Der jeweilige Anspruch 1 der Hilfsanträge 1a,2a,4a und 5a wurde, im Vergleich mit dem Anspruch 1 der Hilfsanträgen 1, 2, 4 und 5 so abgeändert, dass das im kennzeichnenden Teil das Merkmal

"von einem Druckspeicher" durch das Merkmal

"von einem externen Druckspeicher" ersetzt wurde.

VIII. Die für die vorliegende Entscheidung relevanten Argumente der Beschwerdeführerin können wie folgt zusammengefasst werden.

Zum Hauptantrag

Die unter Punkt 3.2.3 der angefochtenen Entscheidung enthaltene Feststellung, dass die Kombination der Lehren der Schriften A9 (als nächstliegender Stand der Technik) und A4 die erfinderische Tätigkeit des Gegenstands des Anspruchs 1 des Hauptantrags nicht infrage stellt, sei nicht korrekt (siehe Seiten 28 bis 30 der Beschwerdebegründung).

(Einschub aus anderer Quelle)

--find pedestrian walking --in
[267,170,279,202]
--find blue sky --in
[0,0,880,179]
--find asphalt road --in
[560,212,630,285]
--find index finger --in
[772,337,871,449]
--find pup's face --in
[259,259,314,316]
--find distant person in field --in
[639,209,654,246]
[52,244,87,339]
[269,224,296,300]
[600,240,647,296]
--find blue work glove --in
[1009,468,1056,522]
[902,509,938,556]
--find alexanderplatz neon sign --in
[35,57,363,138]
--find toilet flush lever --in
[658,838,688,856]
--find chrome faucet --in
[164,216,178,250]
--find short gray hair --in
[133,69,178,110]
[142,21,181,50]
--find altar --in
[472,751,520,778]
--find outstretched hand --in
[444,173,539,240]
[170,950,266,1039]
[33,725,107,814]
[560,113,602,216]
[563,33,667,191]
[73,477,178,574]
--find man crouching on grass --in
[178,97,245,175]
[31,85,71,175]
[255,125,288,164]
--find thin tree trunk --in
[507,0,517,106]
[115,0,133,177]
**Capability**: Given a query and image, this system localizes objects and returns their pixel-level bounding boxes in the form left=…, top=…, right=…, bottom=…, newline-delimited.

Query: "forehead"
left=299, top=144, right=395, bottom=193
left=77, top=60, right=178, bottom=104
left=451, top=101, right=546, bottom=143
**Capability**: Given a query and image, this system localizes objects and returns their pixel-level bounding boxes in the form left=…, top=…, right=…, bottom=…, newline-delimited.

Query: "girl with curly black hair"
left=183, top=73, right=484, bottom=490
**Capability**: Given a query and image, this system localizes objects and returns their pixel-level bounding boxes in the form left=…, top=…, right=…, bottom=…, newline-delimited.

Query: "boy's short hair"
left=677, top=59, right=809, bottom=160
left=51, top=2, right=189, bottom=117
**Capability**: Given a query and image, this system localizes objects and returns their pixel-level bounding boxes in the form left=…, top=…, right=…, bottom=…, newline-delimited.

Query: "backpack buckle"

Zu den Hilfsanträgen 1, 2, 4, 5

Der Schutzbereich der Ansprüche der mit der Beschwerdeerwiderung vorgelegte Hilfsanträge 1, 2, 4 und 5 sei im Vergleich mit dem der erteilten Ansprüche (Hauptantrag) durch die Ersetzung von "externe Druckquelle" durch "Druckspeicher" unzulässig erweitert worden im Sinne von Artikel 123 (3) EPÜ (siehe Seiten 29 bis 32 des Schriftsatzes vom 20. Juni 2017).

Zur Verspätung der diesbezüglichen Argumenten der Beschwerdegegnerin

Soweit die Beschwerdegegnerin erstmals mit Schriftsatz vom 18. August 2020 auf die oben erwähnten Einwände der Beschwerdeführerin reagiert habe, sei dieses Vorbringen verspätet und somit nicht zuzulassen.

Zu den Hilfsanträgen 1a, 2a, 4a, 5a

Die mit Schriftsatz vom 23. Oktober 2020 vorgelegten Hilfsanträge 1a, 2a, 4a 5a seien ebenfalls verspätet und somit nicht in das Verfahren zuzulassen.

IX. Die für die vorliegende Entscheidung relevanten Argumente der Beschwerdegegnerin können wie folgt zusammengefasst werden.

Zum Hauptantrag

Die Einspruchsabteilung habe in der angefochtenen Entscheidung die Anwesenheit einer erfinderischen Tätigkeit korrekt festgestellt, weil die wesentlichen strukturellen Unterschiede zwischen den in A9 und A4 gezeigten hydraulischen Antrieben den Fachmann gehindert hätten, die Lehren dieser beiden Schriften zu kombinieren.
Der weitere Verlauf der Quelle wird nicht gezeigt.